By Alisdair Suttie 23 May 2012
Wednesday 23 May 2012. Fleet Voice Column.
We see it on the television every weekend now the sun is out and summer is here. From Formula One through World Rallying all the way to MotoGP on two wheels, you cannot move for motorsport. Well, until the Olympics nudges it off the schedules for a couple of weeks.
With all of this money and skill involved in making cars go ever faster on track or stage, you’d hope some of it would go into making our road cars that bit more efficient and better to drive.
Recently, it was pointed out that Formula One on its own generates as much turnover and revenue as the economy of France. That makes F1 equal to the world’s ninth largest economy, though some might argue F1 will eclipse France if Monsieur Hollande pursues his policies to the end.
Franco politics aside, this almost incredible statistic shows just how huge motorsport is, and that’s just one branch of it. Altogether, motorsport is an enormous business and one funded to a large degree by the cars we buy and run.
So, back to the question of what do we get out of it?
On the face of it, very little technology immediately trickles down from top-end motorsport to everyday driving. It even seems to be a reverse trend, with the likes of regenerative braking only appearing on Formula One cars recently when it was featuring on some road cars a few years back.
However, while France may be struggling to hold onto its top 10 spot in the economies of the world as F1 muscles in, we can look to our Gallic cousins for evidence of motorsport working its magic on road cars. Yup, it’s time for Le Mans and the 24 Hours du Mans.
The 24-hour race at Le Mans is great example of where road and track meet in technological terms. This is because the rules are ever-changing and evolving in an attempt to level the playing field so that pure prototype racers don’t simply march off into the distance every time with the big prize.

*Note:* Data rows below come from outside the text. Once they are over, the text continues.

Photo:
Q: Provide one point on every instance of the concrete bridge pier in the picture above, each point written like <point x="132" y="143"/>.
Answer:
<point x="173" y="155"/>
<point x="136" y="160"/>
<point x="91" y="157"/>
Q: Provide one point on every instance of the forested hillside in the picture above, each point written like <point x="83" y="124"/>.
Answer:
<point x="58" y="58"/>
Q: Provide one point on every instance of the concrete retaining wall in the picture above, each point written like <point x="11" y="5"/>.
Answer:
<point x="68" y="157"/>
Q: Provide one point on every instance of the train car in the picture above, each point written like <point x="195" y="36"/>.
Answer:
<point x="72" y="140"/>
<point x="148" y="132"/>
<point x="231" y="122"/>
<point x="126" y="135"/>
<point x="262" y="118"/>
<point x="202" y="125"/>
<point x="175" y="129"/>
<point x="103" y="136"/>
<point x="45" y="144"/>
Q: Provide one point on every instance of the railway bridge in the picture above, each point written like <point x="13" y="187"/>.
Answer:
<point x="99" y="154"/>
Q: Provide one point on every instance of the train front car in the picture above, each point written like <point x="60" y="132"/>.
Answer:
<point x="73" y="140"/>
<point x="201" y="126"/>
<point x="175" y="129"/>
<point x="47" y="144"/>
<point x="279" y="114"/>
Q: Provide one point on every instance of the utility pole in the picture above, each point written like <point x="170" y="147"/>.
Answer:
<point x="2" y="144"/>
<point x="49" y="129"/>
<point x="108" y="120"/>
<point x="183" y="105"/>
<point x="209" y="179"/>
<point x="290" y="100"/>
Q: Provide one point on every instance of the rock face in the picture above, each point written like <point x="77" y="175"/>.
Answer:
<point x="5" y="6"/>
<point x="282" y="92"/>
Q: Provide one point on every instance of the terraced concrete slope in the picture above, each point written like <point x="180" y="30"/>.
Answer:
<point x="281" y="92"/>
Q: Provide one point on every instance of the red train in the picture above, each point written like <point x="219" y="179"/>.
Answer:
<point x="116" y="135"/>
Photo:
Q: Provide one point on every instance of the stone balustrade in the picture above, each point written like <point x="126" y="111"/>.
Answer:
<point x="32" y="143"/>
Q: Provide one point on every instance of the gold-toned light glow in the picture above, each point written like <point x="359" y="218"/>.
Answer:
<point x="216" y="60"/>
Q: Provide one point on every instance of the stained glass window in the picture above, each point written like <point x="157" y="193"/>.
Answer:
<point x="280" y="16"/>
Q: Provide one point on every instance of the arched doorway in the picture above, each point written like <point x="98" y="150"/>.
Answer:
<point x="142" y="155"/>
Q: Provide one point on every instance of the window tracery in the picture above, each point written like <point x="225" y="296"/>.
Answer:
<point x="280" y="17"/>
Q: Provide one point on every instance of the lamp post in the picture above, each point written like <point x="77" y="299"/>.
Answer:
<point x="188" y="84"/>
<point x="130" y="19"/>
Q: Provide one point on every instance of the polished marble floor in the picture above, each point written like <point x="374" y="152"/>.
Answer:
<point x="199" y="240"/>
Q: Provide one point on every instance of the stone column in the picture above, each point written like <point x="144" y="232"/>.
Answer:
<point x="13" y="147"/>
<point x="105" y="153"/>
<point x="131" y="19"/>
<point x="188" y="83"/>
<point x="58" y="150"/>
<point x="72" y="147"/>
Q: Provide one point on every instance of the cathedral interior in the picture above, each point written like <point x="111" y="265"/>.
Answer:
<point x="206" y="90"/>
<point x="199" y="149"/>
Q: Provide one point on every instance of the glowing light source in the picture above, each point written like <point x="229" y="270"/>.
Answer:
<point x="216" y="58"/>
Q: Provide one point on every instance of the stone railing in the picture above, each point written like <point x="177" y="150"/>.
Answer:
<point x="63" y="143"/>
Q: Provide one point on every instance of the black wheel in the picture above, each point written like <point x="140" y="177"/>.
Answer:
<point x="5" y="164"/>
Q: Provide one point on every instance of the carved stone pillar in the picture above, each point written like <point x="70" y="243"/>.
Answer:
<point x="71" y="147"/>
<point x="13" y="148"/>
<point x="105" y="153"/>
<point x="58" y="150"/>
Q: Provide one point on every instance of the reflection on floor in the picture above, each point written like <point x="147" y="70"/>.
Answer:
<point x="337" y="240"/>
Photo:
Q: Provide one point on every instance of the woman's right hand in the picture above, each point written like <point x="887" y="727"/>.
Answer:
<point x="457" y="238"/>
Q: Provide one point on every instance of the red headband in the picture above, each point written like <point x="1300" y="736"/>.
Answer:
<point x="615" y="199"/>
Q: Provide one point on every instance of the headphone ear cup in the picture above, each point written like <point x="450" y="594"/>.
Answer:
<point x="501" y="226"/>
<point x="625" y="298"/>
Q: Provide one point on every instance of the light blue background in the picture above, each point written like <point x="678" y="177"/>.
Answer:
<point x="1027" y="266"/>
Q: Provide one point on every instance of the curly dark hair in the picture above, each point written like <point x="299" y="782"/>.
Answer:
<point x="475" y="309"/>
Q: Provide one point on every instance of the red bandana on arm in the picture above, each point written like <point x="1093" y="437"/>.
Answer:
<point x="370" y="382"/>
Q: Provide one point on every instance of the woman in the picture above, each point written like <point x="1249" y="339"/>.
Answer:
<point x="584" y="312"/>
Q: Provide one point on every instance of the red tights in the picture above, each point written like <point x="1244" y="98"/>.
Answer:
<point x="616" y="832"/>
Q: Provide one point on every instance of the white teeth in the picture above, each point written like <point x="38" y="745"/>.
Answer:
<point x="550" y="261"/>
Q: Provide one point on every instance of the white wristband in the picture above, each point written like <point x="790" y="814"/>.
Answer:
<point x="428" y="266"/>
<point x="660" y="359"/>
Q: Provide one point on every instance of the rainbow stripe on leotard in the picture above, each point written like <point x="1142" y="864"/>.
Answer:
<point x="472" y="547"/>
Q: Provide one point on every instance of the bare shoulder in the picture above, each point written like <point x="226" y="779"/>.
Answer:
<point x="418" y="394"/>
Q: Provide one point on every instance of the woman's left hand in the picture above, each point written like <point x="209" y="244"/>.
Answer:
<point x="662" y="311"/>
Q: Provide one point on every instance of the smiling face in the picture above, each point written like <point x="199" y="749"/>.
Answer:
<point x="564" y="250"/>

Unfortunately, motorsport is also very adept at interpreting rules and making the most of the slimmest advantage, so the prototype racers do march off with the main prizes. The last time they didn’t was when McLaren won first time in the F1 road-going supercar. Yes, it was a supercar, but it was also the first and only time a road car has won at Le Mans at the first attempt.
Sadly, the McLaren F1 was not a car in a position to filter technology to a road car sister model. However, with Audi and Peugeot taking such a keen interest in Le Mans, the technology they work on for their racers does feature in cars you and I can buy.
Diesels have been the class of the field at Le Mans for many years now, with Audi starting the trend. This has led straight to direct injection technology for diesel engines in the Audis and other VW Group cars many of us drive for business every day.
There have also been major advances in the way a diesel engine’s turbocharger operates as a result of putting this technology to the ultimate test of endurance at Le Mans.
Renault may not compete at Le Mans, but it says the technology and knowledge garnered from motorsport means three quarters of the cars it will sell in 2015 will be diesel-powered.
Admittedly, there is a growth in diesel sales anyway and many more will come from diesel-hybrids, but that’s still a lot of diesel cars when history says they make up around half of the total sales in Europe.
For 2012, Audi has gone further with its fuel-saving technology with a car that uses four-wheel drive. However, this racer sticks with a traditional diesel engine for the rear wheels and electric motors for the front pair.
As the Audi racer slows, it uses regenerative braking to store electricity that it then releases back to the front wheels as and when required by the driver. Audi says this type of all-wheel drive system can be adapted to road use very easily as it is lightweight, compact and efficient as demanded by racing.
Others interested in electric power for racing are Nissan with their Leaf Nismo [pictured above] and Mitsubishi, which is attempting to beat the big power petrol engines at the Pikes Peak Hillclimb this year with a battery-powered car.
This sort of motorsport activity is essential to the development of the car and its power sources. Motorsport is a furnace where new tech can be forged and tempered in a short space of time.
The engineers and technicians who work in motorsport all have a can-do attitude that lets then push ahead when others think it cannot be done. It also mean they can jump start a technology that might otherwise take traditional car companies years to develop and incorporate into a useful working car.
When you sit back on a Sunday afternoon with a cup of tea, perhaps instead of thinking you could be Jenson Button or Jorge Lorenzo you should be thinking ‘I wonder which bit of that car or motorbike will be used in my next company car?’